I grit my teeth and went through one of the doors. The room was empty, and it had another door leading out. I stumbled through the room and reached for the latch. My heart leapt into my throat as I heard the door behind me open. I turned to see Ralith. He was reading a book and when he looked up, our eyes connected. He dropped his book, and surprise riddled his face.
‘Azalea!’ he hissed, surging forward, leaving his book forgotten on the floor. ‘What are you doing?’
I stared at him.
‘What do you think I’m doing? I’m escaping.’ He mouthed wordless for a few moments.
‘But you have nowhere to go,’ he said finally.
‘I’ll go back to the Grove,’ I said.
‘The Grove?’ he shook his head. ‘You can’t.’
‘Are you going to stop me Ralith?’ I hissed. ‘I’m going home,’ I tried to pushed past him.
He grabbed my arms and pulled me close.
‘You’ll go to the Grove, and they’ll see you…’ he ran a hand over my damaged skin, his finger rising over each hard bump, ‘…. They’ll see your knotted scars and the death that hangs in your lightless eyes, and they’ll shun you. They’ll fear you, fear to be like you, jaded’ he said softly. ‘You belong here Azalea. You’re destined for the Nightmare court, and it’s destined for you. Can’t you see that?’
I shook my head in horror.
Suddenly, the sound of yelling clamored through the halls and I looked away. The whole cave was starting to stir awake, and it sounded like they had realized someone was missing.
‘Make your choice Azalea,’ he said, letting go of me.
His dark eyes made me hesitate, but the sound of thudding boots rattled my heart.

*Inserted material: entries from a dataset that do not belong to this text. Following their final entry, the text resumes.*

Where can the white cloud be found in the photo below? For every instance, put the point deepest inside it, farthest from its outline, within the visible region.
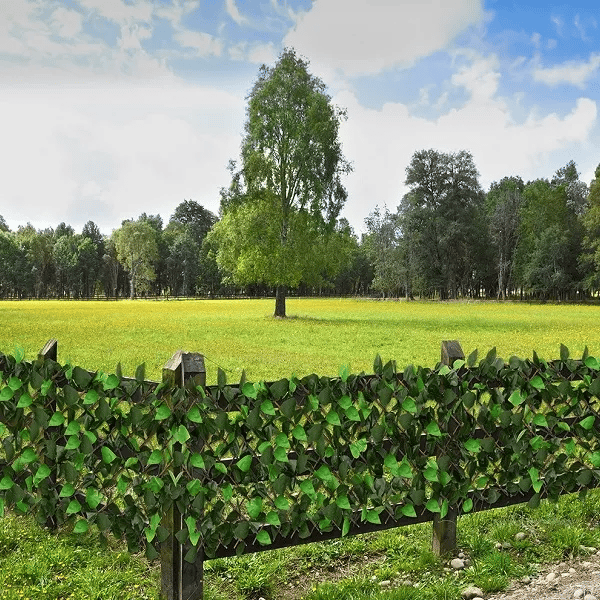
(366, 37)
(204, 43)
(571, 72)
(382, 142)
(66, 22)
(234, 12)
(110, 152)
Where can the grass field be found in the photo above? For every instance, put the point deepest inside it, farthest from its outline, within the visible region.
(319, 336)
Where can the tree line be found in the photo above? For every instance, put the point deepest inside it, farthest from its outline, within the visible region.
(279, 227)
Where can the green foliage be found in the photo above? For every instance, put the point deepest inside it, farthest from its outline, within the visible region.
(283, 458)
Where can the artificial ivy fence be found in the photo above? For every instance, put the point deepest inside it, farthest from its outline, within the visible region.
(236, 468)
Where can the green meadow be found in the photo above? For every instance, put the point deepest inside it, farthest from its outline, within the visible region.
(319, 336)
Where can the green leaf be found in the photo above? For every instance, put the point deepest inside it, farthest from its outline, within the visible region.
(272, 518)
(14, 383)
(108, 455)
(6, 483)
(263, 538)
(25, 400)
(343, 502)
(181, 434)
(281, 503)
(244, 463)
(67, 491)
(409, 405)
(155, 458)
(194, 415)
(28, 456)
(91, 397)
(268, 408)
(333, 418)
(112, 382)
(299, 433)
(197, 461)
(56, 419)
(81, 526)
(538, 383)
(433, 429)
(346, 527)
(93, 497)
(249, 390)
(588, 422)
(473, 445)
(517, 398)
(254, 507)
(163, 412)
(74, 507)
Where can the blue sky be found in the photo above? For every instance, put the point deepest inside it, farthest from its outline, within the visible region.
(110, 108)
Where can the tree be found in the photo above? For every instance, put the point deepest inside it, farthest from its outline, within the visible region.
(443, 217)
(290, 180)
(591, 243)
(136, 247)
(504, 201)
(197, 219)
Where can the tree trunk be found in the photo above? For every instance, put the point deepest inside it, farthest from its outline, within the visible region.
(280, 293)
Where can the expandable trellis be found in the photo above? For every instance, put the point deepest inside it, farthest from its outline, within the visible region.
(193, 471)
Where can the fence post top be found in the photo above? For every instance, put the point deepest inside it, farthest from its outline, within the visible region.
(451, 351)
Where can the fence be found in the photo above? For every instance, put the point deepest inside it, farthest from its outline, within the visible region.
(196, 471)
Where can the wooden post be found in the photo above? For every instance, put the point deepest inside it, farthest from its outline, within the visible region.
(181, 580)
(50, 352)
(444, 530)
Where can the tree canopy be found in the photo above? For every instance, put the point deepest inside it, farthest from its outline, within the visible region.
(288, 193)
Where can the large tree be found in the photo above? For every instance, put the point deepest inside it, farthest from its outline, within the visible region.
(136, 247)
(289, 182)
(443, 217)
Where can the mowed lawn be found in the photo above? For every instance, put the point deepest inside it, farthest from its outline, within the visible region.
(319, 336)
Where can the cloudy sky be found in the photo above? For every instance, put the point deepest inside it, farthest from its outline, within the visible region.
(110, 108)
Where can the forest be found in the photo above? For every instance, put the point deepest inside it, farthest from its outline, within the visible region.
(446, 239)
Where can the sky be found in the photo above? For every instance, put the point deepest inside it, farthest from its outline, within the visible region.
(111, 108)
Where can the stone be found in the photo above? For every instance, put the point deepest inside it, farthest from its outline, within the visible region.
(471, 593)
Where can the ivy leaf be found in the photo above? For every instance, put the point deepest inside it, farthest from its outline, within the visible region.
(473, 445)
(163, 412)
(254, 507)
(263, 538)
(299, 433)
(81, 526)
(281, 503)
(244, 463)
(343, 502)
(433, 429)
(194, 415)
(108, 455)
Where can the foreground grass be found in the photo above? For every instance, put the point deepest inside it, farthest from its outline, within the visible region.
(36, 564)
(321, 334)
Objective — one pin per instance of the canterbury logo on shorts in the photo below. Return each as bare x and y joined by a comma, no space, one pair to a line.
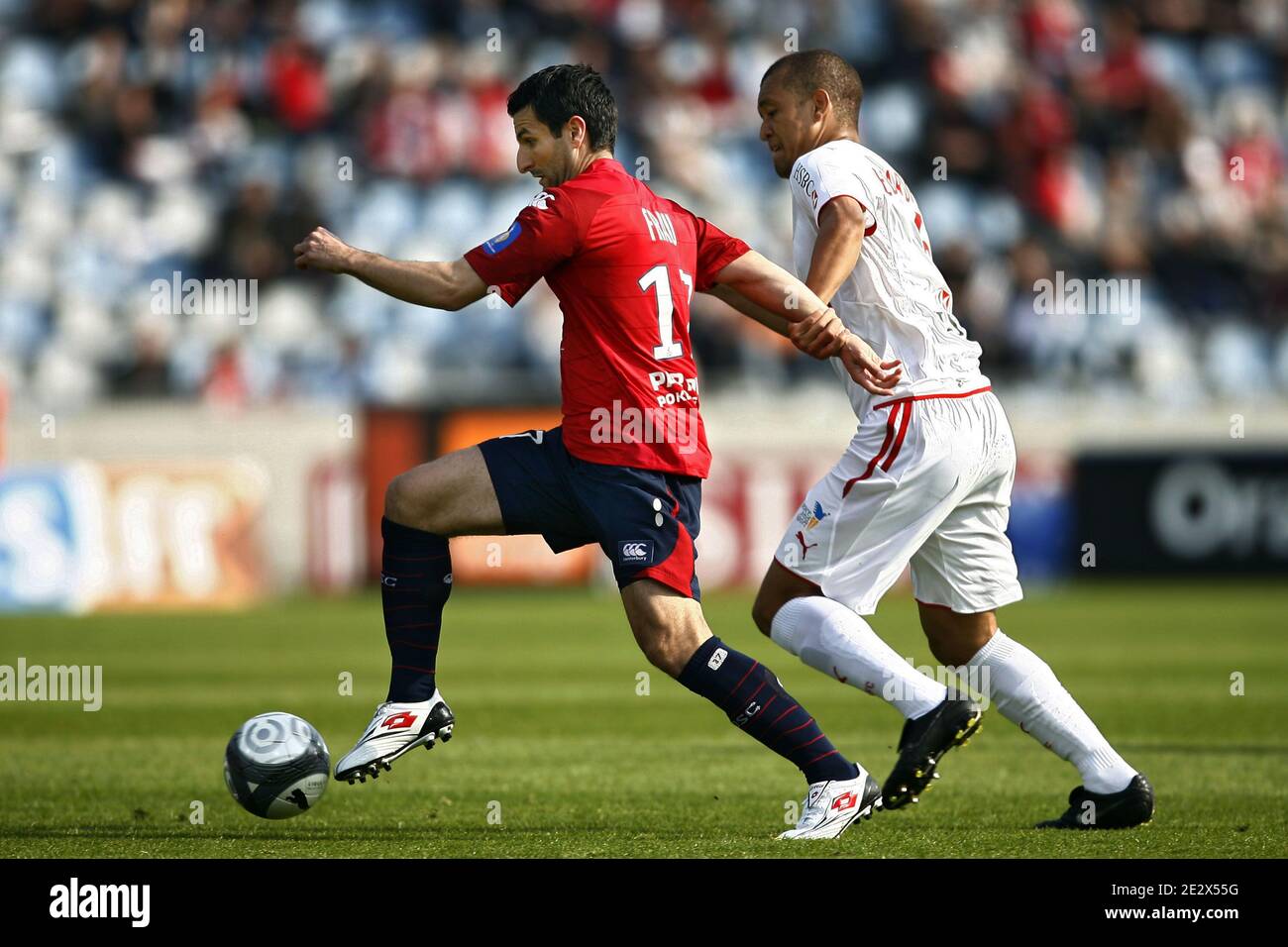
640,552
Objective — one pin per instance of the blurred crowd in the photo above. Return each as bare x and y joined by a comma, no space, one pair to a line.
149,144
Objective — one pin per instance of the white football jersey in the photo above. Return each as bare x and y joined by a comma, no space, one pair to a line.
896,298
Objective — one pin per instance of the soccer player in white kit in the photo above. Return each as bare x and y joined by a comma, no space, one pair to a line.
926,480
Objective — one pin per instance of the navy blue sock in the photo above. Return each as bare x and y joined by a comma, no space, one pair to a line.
415,581
755,701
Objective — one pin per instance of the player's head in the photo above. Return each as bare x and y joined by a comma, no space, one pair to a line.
562,115
806,99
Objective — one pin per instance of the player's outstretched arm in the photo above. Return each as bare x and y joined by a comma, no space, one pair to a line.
746,307
433,283
811,325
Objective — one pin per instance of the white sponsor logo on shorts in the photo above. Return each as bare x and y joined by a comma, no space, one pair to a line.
636,552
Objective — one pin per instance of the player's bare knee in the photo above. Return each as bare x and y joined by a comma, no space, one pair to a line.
399,500
410,501
660,648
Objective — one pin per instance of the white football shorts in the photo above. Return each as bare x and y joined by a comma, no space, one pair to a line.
930,486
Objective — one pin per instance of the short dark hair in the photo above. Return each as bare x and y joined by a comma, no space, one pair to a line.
557,93
820,68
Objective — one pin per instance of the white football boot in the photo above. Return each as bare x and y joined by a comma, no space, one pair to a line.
833,804
394,729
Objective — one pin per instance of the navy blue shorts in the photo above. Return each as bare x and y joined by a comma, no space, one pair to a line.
644,521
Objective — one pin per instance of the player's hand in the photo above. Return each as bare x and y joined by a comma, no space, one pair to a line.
323,250
868,371
820,335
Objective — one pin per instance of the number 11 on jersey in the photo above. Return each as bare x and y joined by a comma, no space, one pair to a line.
658,279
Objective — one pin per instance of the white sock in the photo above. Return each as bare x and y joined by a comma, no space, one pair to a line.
831,638
1026,692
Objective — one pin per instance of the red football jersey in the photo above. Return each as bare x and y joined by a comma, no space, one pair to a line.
623,264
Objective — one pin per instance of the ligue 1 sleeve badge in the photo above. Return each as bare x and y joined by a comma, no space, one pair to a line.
502,240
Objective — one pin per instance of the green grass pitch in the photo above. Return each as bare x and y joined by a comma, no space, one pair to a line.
557,751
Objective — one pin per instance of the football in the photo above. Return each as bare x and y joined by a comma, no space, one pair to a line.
277,766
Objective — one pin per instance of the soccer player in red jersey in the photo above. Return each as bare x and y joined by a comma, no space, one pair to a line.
625,468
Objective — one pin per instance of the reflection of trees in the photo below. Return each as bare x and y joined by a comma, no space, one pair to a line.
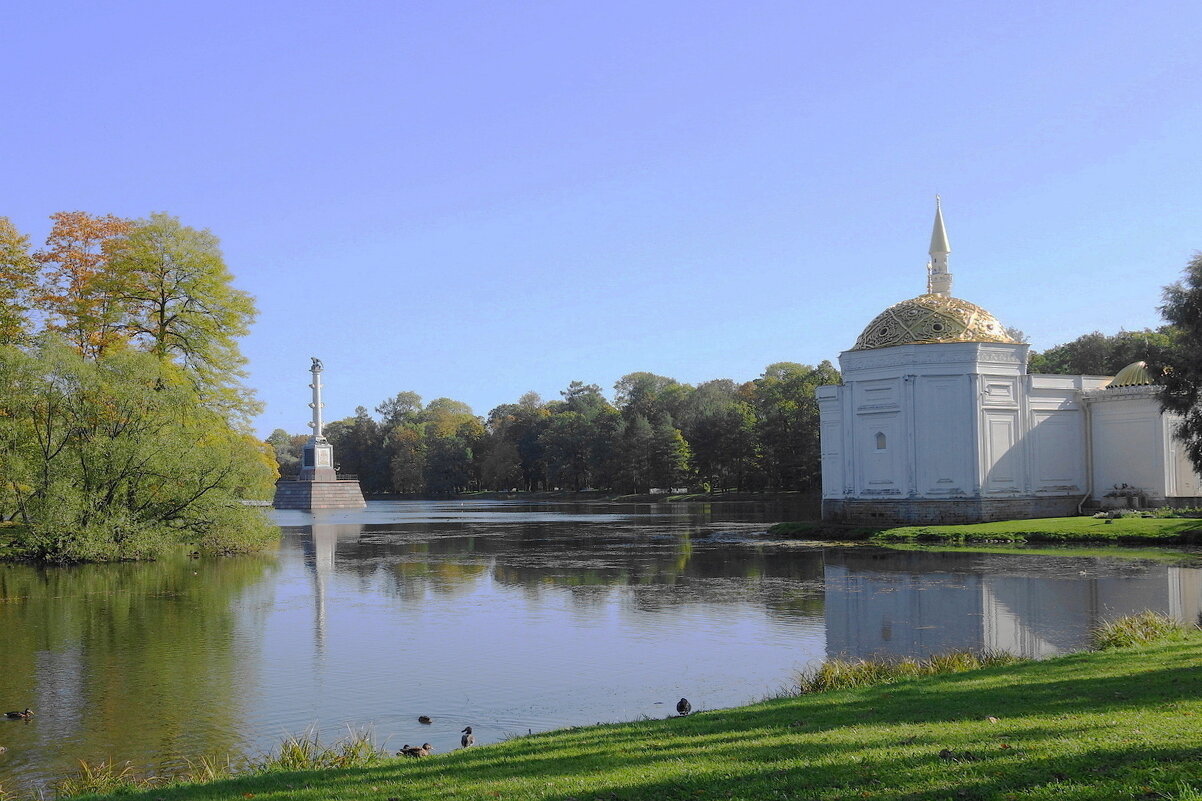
125,660
422,561
915,603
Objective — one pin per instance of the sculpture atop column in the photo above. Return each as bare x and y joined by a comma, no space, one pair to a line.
317,485
317,461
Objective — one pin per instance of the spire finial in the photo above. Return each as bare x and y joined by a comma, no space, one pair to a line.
939,280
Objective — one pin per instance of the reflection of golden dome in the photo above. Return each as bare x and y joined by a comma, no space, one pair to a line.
932,319
1134,374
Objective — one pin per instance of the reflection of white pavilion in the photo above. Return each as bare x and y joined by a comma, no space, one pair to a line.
873,610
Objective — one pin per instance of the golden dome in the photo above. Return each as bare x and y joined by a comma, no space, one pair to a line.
932,319
1134,374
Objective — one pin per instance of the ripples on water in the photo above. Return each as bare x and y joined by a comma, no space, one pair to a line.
506,617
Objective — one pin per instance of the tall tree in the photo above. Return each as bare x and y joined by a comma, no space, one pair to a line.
787,421
75,291
649,395
1098,354
1182,391
18,277
719,426
178,301
113,457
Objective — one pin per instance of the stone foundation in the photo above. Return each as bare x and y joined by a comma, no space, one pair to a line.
319,494
936,512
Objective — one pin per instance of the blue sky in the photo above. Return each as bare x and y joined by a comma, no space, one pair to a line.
478,199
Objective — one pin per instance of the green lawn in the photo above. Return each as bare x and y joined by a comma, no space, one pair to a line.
1146,553
1057,529
1116,724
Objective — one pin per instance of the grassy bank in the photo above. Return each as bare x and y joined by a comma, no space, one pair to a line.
1159,530
1124,723
629,498
1057,529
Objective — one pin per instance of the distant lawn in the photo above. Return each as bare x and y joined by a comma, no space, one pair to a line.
1114,724
1147,553
1057,529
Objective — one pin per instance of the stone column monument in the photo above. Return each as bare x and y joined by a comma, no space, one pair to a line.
317,485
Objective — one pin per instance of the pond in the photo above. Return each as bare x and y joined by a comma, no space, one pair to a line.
510,617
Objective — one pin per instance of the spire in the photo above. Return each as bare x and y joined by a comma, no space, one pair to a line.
939,280
939,233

I turned, and fled.
I ran as fast as I could, but my wounds were slowing me down. They soon found me. I heard heavy feet and yelling echoing behind me. The floor inclined, and I knew I must be heading towards the surface. An arrow whizzed past my ear, and I pushed my maimed leg to go faster. I seemed to be covered in sap, as I tore open all my old wounds.
The lighter hues of the morning could be seen through the window of the cave entrance, and with every ounce of strength I could muster, I leapt forward through it. I landed onto the lush jungle floor.
Ecstasy riddled my body as the first fleeting seconds of sunlight bathed me. I felt energy invigorate my body, and I let out a low sigh. Happiness.
Wild shouting crashed through my delight, and reminded me that I was not free yet. I would have to fight for my freedom.